A claimant’s medical bills have an obvious money value. Still, claimants deserve compensation for pain and suffering, as well. How do insurance companies put a value on pain and suffering?

Problems associated with pain and suffering

Painful sensations, experienced by an injured victim

Emotional and mental injuries, such as fear, trouble sleeping, grief, worry, depression, inconvenience, or failure to retain an enjoyment of life.

Methods used to determine the value of a claimant’s pain and suffering

Multiplier method: Assign a number between 1 and 5 to the figure that should go into a recognized formula. Use a low number, if the accident caused only minor injuries; use a higher number if the accident caused a severe or catastrophic injury.

Per diem approach: Select a reasonable dollar value for each day of the recovery period, the period of any possible painful sensations, or any potential mental or emotional injuries. Multiply that dollar value by the number of days in the recovery, starting with the accident’s date, and ending with the doctor’s declaration of MMI (maximum medical improvement).

Rely on computer program: Using software, obtain the number that should go in the recognized formula. The entries given to the computer software reflect the nature of the prescribed treatment. Plug in the computer-generated number and calculate the total value for all of the reported damages.

How claimants can introduce evidence that supports their claims, regarding the degree of pain and suffering

Personal Injury Lawyer in Carol Stream asks you to present photographs of damaged property, such as a wrecked automobile; those could be attached to the demand letter.

Keep a diary or a personal journal: Use it to record the times when a painful sensation has been felt.
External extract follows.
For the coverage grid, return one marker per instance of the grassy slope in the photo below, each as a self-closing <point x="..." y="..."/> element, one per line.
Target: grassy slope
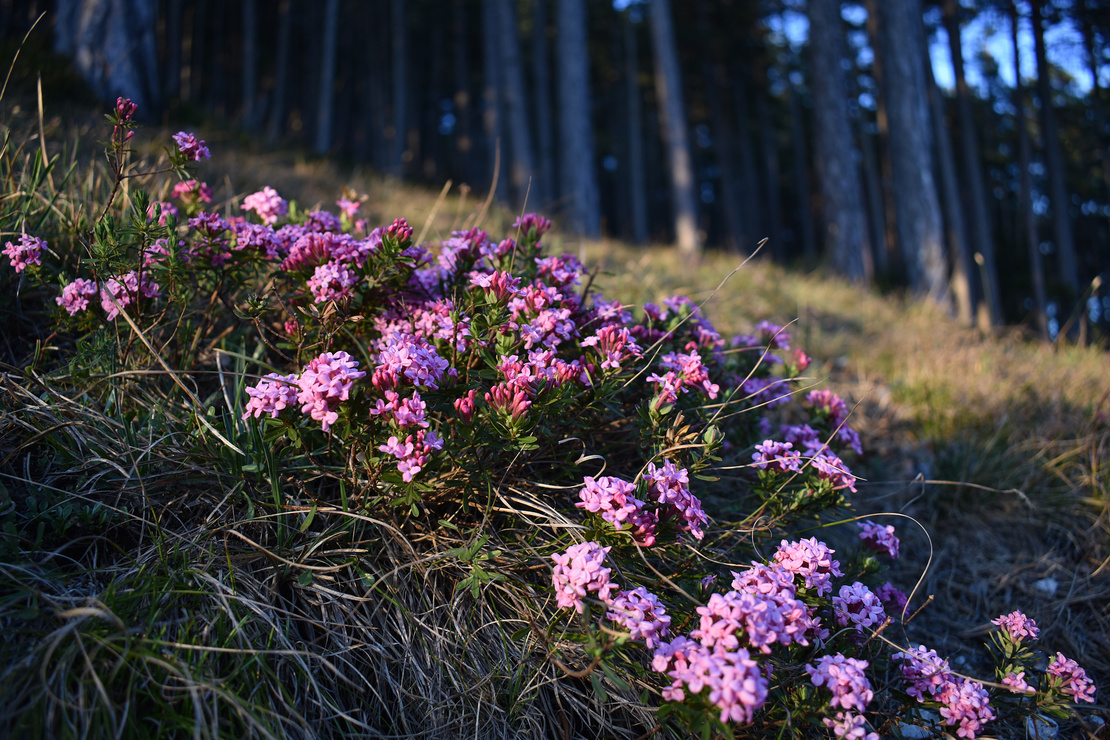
<point x="934" y="398"/>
Record the strength and length of each such sensation. If a painkiller has been used, record how effectively it has done its job.

Obtain testimony from friends and family, those that knew the claimant both before and after the accident. By reading such testimonies, an insurance company can do a better job of contrasting claimants’ previous habits with their reported complaints.

-For example, family might have noted that the injured victim was a sound sleeper, before the accident’s occurrence.

-Observant parents might note that a child struggles to recall information learned in class. This would be more apparent in a student that had been doing quite well. It could go unnoticed, if the student had recently started classes at a new school.

-A greater challenge for the parents of a teenager would involve watching for unusual behavior. Teens often act moody, or suddenly start to reflect the views of a friend. Still, a teen’s sudden outburst should not be excused as the result of pressure. It might indicate that the teenager was injured.